The FUJI X-T1 was released back in February 2014.
It has won a bizillion awards.
Now I bring you the Max Milne take on this little pocket rocket.
FUJI FOMO(Fear of missing out) :
When I first heard all the trumpeting about the Fuji X-Trans line I decided to purchase the XE-1 as a travel around camera. Great idea for image quality – terrible idea for usability for events or quick shooting. As I work a lot with moving subjects a decent auto focus system equivalent or better than the 5D Mark II is all I needed. Regrettably the X-E1 didn’t match this in real world operations. The auto focus was too slow and EVF(electronic view finder) was super jittery to experience a seamless integration between the real world and the digitally represented world.
So yes – Zac Arias had sucked me in through fear of missing the boat of the cameras to have, the Fuji Cameras.
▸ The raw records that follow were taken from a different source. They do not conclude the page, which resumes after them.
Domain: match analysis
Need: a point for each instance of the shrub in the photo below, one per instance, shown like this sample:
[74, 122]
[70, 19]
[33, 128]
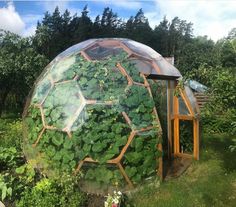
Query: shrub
[63, 191]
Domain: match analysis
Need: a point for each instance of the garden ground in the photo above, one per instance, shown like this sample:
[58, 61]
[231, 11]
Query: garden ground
[211, 181]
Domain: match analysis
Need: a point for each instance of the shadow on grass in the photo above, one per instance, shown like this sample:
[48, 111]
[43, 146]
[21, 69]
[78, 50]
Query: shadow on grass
[220, 143]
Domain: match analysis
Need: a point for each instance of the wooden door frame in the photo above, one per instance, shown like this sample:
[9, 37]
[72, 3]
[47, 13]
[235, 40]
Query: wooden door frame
[174, 145]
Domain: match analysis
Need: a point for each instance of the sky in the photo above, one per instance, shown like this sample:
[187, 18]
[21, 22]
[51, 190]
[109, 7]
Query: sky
[214, 18]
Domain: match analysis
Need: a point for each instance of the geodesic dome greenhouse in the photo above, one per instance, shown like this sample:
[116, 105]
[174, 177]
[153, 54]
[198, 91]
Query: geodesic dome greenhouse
[107, 108]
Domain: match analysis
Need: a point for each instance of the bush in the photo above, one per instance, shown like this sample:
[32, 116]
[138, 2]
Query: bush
[10, 133]
[54, 192]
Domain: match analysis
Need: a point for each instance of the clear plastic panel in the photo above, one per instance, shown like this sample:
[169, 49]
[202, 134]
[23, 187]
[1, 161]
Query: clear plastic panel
[63, 105]
[64, 69]
[91, 111]
[186, 136]
[183, 110]
[43, 87]
[101, 81]
[100, 52]
[192, 99]
[196, 86]
[132, 70]
[159, 92]
[141, 49]
[75, 48]
[166, 68]
[142, 66]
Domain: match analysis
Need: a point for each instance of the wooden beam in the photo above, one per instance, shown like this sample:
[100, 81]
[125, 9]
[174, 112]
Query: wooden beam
[184, 155]
[187, 102]
[182, 117]
[169, 131]
[196, 139]
[176, 125]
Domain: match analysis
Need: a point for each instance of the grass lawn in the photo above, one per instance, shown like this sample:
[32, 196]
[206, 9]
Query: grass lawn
[208, 182]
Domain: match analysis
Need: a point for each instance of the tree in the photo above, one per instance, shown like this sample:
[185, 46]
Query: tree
[81, 27]
[20, 64]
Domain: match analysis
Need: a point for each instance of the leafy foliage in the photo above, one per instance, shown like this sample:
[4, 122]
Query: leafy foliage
[102, 81]
[53, 192]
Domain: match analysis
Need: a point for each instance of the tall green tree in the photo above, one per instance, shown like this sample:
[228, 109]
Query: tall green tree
[20, 64]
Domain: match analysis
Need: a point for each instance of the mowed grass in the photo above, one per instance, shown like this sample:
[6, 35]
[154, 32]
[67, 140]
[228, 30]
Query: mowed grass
[208, 182]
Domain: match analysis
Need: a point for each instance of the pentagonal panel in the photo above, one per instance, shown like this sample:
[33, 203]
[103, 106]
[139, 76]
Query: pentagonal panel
[103, 134]
[32, 125]
[64, 69]
[140, 160]
[63, 105]
[56, 152]
[98, 52]
[141, 49]
[138, 104]
[101, 80]
[41, 90]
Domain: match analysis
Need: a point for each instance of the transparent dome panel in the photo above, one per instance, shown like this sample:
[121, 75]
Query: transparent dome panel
[41, 90]
[94, 112]
[99, 52]
[63, 104]
[192, 99]
[183, 110]
[142, 66]
[141, 49]
[64, 69]
[103, 134]
[138, 104]
[166, 68]
[101, 81]
[75, 49]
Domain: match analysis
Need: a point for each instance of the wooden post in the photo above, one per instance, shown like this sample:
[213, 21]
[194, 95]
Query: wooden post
[196, 139]
[169, 131]
[176, 125]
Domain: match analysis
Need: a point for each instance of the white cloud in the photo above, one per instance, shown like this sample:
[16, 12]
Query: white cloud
[127, 4]
[62, 5]
[13, 22]
[29, 31]
[10, 19]
[212, 18]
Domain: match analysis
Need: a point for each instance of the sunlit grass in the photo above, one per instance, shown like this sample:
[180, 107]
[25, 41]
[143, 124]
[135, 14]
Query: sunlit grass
[208, 182]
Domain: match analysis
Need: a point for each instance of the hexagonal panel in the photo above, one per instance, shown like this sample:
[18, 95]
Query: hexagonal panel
[64, 69]
[138, 104]
[41, 89]
[101, 80]
[99, 51]
[140, 160]
[92, 110]
[63, 105]
[103, 134]
[32, 125]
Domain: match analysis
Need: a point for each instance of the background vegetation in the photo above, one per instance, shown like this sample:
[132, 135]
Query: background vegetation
[211, 63]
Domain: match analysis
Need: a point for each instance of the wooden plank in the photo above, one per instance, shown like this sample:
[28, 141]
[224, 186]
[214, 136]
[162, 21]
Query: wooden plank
[196, 139]
[182, 117]
[176, 126]
[187, 102]
[169, 131]
[184, 155]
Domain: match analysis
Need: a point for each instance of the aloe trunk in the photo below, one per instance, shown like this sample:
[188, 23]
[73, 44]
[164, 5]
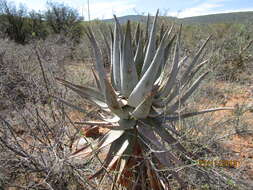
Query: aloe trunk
[139, 101]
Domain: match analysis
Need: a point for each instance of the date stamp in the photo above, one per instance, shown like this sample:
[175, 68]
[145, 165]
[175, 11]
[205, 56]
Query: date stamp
[219, 163]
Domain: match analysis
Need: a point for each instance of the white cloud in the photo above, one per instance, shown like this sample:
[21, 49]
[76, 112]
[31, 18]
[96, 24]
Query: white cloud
[202, 9]
[104, 10]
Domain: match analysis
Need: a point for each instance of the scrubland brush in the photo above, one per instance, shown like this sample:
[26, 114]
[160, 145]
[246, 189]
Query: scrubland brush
[139, 100]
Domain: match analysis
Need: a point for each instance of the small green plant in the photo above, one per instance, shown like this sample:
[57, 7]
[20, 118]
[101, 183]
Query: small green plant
[138, 100]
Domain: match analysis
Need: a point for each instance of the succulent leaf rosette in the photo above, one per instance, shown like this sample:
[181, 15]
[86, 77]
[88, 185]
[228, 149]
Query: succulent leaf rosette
[140, 97]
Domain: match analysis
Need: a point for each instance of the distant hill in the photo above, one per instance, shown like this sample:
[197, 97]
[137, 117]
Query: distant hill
[241, 17]
[220, 18]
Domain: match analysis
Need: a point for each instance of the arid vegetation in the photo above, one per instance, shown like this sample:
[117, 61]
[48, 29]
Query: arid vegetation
[42, 123]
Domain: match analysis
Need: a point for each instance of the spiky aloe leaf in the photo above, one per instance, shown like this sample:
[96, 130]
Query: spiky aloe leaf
[150, 52]
[96, 80]
[116, 57]
[116, 150]
[99, 65]
[138, 58]
[112, 101]
[160, 152]
[128, 72]
[146, 83]
[142, 110]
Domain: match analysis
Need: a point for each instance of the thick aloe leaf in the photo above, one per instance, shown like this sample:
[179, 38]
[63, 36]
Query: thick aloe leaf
[112, 119]
[137, 34]
[194, 61]
[108, 138]
[162, 102]
[175, 68]
[147, 29]
[139, 58]
[145, 85]
[96, 79]
[151, 47]
[123, 146]
[128, 72]
[188, 93]
[112, 101]
[165, 56]
[163, 155]
[126, 124]
[119, 27]
[143, 109]
[116, 57]
[107, 44]
[186, 115]
[163, 98]
[99, 63]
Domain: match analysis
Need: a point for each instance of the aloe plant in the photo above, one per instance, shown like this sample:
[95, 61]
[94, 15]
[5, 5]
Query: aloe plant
[139, 99]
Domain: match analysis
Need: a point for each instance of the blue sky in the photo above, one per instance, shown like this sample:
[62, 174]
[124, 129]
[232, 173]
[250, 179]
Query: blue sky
[181, 8]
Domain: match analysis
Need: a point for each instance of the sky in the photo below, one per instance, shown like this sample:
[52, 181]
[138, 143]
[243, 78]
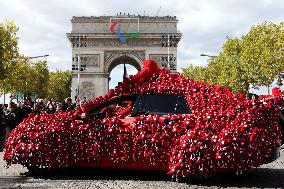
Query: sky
[204, 24]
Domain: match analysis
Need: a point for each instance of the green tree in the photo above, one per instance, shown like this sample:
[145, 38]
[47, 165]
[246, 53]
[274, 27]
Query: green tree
[59, 85]
[255, 59]
[41, 78]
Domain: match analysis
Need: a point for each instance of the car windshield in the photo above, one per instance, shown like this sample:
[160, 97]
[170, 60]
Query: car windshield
[160, 104]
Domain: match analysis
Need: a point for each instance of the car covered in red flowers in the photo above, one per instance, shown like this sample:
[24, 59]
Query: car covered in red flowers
[154, 120]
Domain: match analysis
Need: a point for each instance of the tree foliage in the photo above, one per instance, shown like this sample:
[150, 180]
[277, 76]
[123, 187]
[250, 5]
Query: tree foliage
[255, 59]
[59, 85]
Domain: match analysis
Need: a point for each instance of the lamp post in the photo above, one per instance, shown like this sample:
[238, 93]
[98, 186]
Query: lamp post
[78, 58]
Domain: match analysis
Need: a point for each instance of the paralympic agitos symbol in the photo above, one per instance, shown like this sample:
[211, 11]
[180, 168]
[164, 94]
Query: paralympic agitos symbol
[115, 28]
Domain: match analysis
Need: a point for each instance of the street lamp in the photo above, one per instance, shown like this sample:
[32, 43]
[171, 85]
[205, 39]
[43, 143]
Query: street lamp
[25, 59]
[78, 66]
[33, 57]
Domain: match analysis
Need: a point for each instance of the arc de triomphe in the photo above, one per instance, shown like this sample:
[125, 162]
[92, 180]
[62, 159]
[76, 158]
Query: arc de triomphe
[101, 43]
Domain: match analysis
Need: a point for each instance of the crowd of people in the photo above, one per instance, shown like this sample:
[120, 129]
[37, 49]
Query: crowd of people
[15, 112]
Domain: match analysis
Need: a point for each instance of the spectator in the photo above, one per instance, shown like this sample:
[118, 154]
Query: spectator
[40, 106]
[2, 128]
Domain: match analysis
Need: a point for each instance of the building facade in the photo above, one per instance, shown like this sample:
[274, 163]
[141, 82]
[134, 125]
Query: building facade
[101, 43]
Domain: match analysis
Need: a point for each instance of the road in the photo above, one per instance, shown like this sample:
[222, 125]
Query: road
[267, 176]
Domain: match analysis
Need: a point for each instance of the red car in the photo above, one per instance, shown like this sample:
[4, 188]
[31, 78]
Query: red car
[155, 120]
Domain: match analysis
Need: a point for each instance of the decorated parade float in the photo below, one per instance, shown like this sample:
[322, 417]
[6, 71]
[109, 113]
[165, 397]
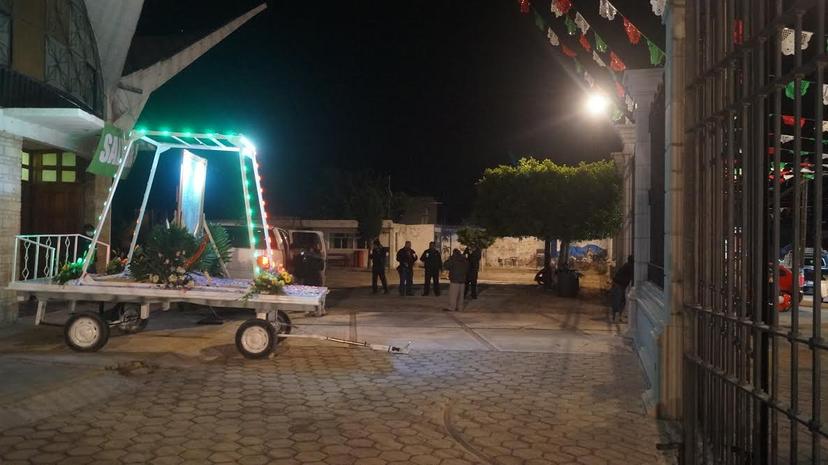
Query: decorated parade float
[183, 262]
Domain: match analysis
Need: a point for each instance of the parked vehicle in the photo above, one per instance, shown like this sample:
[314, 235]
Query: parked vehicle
[784, 301]
[302, 242]
[242, 261]
[808, 267]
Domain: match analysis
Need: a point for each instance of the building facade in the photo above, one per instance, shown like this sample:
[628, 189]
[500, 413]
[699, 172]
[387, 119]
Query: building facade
[61, 80]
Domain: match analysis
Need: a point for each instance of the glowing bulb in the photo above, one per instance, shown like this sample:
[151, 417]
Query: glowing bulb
[597, 104]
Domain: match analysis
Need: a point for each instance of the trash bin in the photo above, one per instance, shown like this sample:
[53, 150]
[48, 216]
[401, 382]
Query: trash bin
[568, 283]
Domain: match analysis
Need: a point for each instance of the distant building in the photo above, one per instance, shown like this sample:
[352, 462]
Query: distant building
[64, 72]
[344, 244]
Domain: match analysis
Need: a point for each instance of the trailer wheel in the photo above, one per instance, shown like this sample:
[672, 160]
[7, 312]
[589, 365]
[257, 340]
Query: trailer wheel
[85, 332]
[256, 338]
[284, 323]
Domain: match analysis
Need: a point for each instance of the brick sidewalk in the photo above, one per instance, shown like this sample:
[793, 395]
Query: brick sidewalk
[347, 406]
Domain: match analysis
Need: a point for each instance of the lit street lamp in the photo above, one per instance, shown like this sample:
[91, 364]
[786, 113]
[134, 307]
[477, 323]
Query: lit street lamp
[597, 104]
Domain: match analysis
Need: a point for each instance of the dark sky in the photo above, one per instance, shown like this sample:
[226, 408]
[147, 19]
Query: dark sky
[430, 93]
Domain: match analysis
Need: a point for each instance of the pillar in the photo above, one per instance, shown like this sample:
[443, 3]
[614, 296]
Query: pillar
[10, 204]
[96, 190]
[675, 259]
[624, 161]
[642, 85]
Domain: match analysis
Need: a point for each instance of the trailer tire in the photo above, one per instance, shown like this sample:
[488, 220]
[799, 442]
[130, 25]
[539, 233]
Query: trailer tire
[256, 338]
[85, 332]
[284, 322]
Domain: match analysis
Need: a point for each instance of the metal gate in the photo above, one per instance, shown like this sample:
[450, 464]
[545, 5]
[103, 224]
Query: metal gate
[755, 374]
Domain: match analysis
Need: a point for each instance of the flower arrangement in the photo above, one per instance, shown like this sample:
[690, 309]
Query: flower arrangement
[69, 271]
[268, 282]
[116, 265]
[164, 258]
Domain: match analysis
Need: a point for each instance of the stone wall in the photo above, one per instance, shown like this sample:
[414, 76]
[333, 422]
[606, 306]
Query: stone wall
[514, 252]
[10, 191]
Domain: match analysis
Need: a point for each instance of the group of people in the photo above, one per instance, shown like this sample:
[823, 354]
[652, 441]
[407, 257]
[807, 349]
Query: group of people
[463, 269]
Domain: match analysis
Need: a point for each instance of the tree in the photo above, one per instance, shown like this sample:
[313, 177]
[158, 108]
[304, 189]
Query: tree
[475, 237]
[543, 199]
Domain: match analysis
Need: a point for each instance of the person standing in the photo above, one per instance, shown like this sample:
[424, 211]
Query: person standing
[433, 263]
[458, 268]
[406, 258]
[377, 256]
[473, 255]
[618, 293]
[314, 266]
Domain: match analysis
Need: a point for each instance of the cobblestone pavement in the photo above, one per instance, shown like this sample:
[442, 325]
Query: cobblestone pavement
[519, 377]
[345, 406]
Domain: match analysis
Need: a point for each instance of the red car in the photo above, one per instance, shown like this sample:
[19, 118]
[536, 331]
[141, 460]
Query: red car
[785, 300]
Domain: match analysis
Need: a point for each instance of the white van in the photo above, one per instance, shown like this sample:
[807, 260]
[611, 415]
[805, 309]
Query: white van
[284, 244]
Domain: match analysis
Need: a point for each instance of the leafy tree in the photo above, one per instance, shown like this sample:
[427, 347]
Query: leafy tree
[543, 199]
[360, 195]
[475, 237]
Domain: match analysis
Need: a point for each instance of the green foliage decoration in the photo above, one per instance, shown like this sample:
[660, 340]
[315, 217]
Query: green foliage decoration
[209, 261]
[69, 271]
[268, 283]
[164, 258]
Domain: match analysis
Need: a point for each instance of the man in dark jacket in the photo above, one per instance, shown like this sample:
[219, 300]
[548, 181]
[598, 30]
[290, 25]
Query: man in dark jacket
[433, 263]
[378, 254]
[406, 259]
[473, 255]
[314, 267]
[622, 279]
[458, 268]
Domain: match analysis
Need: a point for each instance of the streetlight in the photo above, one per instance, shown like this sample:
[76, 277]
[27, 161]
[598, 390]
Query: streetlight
[597, 104]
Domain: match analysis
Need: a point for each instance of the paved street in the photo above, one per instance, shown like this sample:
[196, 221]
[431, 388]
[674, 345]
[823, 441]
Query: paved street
[518, 378]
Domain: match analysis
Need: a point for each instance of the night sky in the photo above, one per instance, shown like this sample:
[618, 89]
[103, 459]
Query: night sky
[430, 93]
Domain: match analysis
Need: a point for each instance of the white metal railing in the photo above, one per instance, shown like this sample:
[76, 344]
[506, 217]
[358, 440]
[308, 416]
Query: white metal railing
[38, 256]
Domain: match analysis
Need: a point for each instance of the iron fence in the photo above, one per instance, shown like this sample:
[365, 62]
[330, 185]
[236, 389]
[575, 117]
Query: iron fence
[754, 371]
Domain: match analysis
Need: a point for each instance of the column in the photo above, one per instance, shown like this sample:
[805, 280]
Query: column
[624, 161]
[642, 85]
[672, 343]
[10, 204]
[96, 190]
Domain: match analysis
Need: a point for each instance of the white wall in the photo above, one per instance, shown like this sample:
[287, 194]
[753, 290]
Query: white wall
[513, 251]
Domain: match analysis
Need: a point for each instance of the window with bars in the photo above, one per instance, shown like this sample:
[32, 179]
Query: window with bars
[50, 167]
[655, 267]
[25, 167]
[755, 372]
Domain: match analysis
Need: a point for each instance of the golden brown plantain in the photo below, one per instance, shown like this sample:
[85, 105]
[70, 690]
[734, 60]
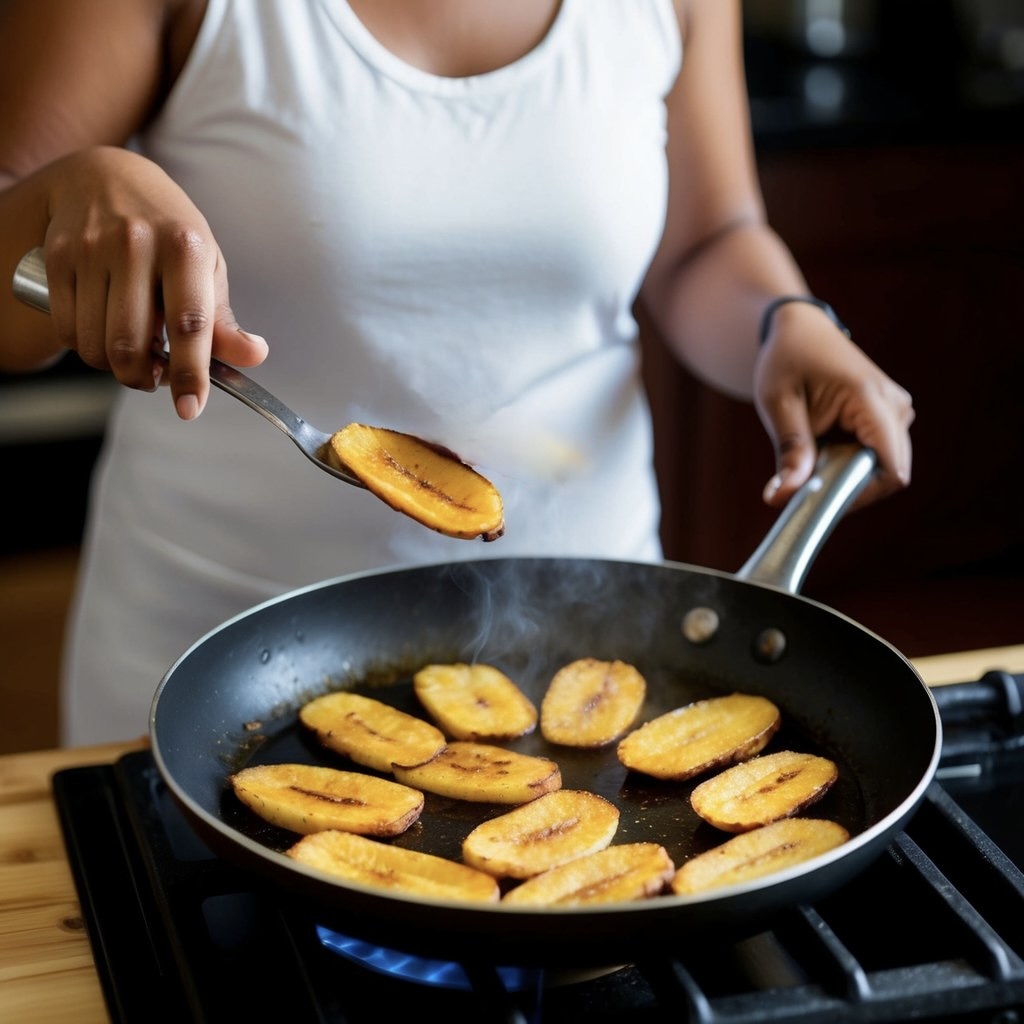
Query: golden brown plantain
[385, 866]
[370, 732]
[757, 853]
[763, 790]
[482, 773]
[699, 736]
[551, 830]
[630, 871]
[423, 480]
[474, 701]
[307, 799]
[591, 702]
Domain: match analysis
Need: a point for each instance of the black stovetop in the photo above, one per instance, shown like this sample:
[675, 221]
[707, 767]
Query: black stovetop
[932, 931]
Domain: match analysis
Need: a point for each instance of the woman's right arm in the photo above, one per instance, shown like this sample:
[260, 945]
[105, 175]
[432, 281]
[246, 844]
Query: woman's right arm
[121, 238]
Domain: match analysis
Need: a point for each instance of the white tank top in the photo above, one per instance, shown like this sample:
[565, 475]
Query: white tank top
[453, 257]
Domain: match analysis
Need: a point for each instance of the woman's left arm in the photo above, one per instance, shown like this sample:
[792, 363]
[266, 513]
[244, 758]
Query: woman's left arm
[720, 264]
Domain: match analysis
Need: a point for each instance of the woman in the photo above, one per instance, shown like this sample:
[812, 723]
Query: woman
[439, 215]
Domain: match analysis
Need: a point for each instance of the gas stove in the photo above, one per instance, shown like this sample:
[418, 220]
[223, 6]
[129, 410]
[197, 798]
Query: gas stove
[932, 931]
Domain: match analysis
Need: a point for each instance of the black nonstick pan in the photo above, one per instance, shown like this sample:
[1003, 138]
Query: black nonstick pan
[231, 699]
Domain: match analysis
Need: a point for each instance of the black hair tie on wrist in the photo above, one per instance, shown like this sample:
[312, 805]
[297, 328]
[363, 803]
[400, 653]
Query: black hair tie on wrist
[811, 301]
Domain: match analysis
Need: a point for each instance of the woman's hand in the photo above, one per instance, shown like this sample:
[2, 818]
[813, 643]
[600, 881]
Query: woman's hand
[811, 380]
[127, 256]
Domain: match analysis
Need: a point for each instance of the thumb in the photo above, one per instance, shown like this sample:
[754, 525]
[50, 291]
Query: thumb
[233, 344]
[796, 453]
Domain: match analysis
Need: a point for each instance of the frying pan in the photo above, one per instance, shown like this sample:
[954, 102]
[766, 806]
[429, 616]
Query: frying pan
[231, 699]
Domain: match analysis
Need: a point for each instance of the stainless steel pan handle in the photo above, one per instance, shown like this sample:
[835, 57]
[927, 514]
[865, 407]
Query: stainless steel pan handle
[784, 556]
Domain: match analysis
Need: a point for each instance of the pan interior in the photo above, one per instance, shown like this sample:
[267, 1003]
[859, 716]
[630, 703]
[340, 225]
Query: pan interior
[232, 698]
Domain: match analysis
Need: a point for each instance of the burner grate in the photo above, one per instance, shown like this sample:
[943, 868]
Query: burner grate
[933, 930]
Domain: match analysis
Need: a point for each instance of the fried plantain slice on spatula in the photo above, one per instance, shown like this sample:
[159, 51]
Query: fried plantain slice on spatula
[423, 480]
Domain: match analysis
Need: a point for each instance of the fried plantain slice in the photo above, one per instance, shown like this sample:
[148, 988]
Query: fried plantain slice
[482, 773]
[763, 790]
[426, 481]
[616, 873]
[590, 702]
[759, 852]
[550, 830]
[474, 701]
[384, 866]
[699, 736]
[309, 798]
[371, 732]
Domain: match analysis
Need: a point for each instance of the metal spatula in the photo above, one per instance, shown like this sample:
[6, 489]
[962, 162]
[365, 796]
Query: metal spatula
[31, 288]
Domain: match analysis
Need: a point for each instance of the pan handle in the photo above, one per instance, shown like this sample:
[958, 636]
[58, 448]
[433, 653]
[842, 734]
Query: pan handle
[784, 556]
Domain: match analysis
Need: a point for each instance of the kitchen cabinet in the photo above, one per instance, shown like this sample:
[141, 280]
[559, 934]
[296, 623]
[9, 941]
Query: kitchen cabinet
[920, 248]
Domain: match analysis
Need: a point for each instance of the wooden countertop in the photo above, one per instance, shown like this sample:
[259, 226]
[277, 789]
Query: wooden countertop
[46, 967]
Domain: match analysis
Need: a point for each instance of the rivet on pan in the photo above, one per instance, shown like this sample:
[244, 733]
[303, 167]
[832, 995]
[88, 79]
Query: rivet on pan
[769, 645]
[700, 625]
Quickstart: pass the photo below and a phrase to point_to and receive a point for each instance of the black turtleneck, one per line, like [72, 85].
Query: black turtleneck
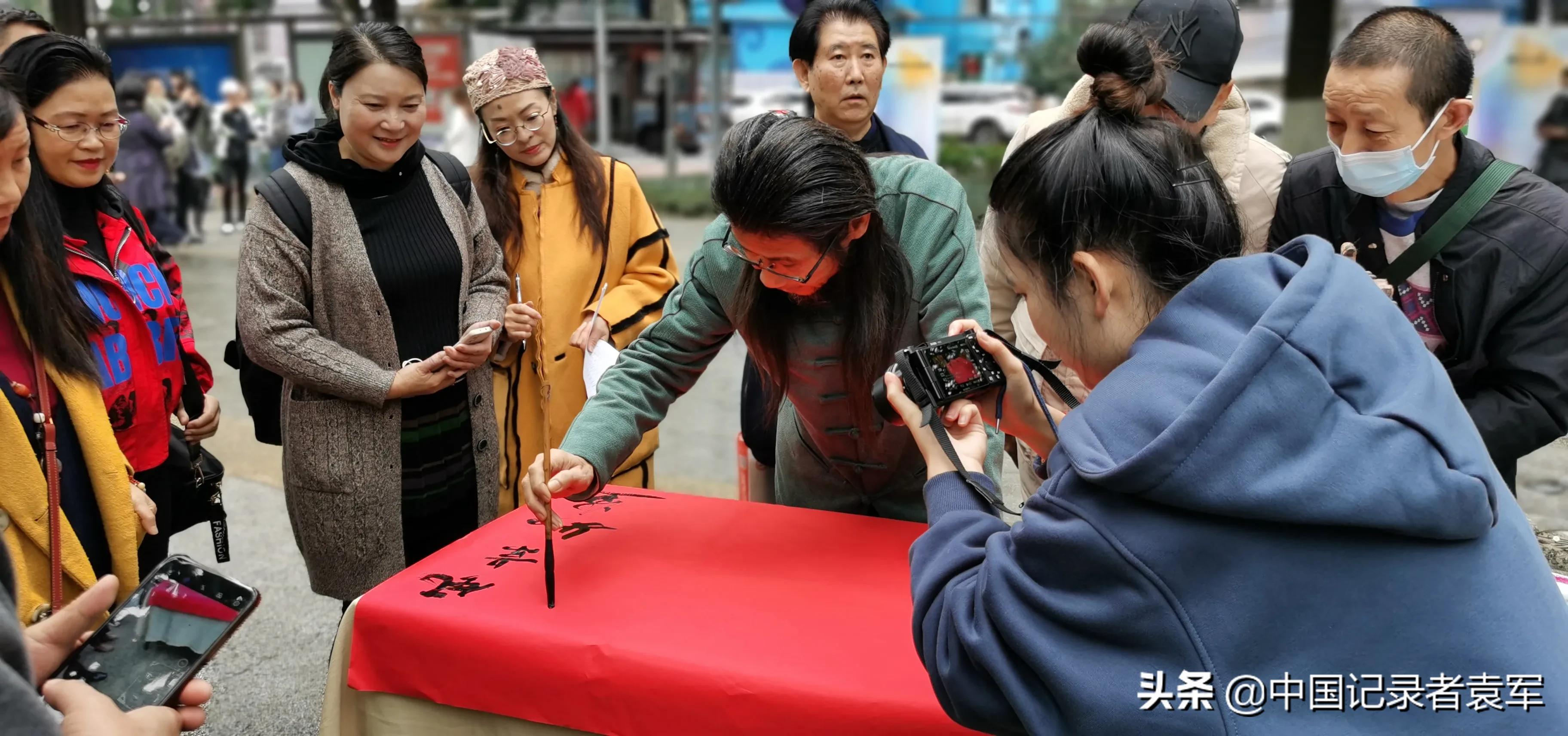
[413, 251]
[79, 215]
Fast forward 8 months and chatter of the XT1 was getting hot! Heralded for a super EVF, 7fps, tilt-able screen, fast auto focus, dials and blah blah blah. The FOMO was building again as I gleaned news from Fuji Rumours daily. Deep down I wanted to replace my hefty zoom advertising Canon 5D kit with a full prime lens and smaller body kit. So i bought the Fuji X-T1 with the 56mm f 1.2 and brought all the 35mm f 1.4 from my X-E1. All I desired from the X-T1 was equivalent quality and usability to the Canon 5d Mark II and I’d be happy.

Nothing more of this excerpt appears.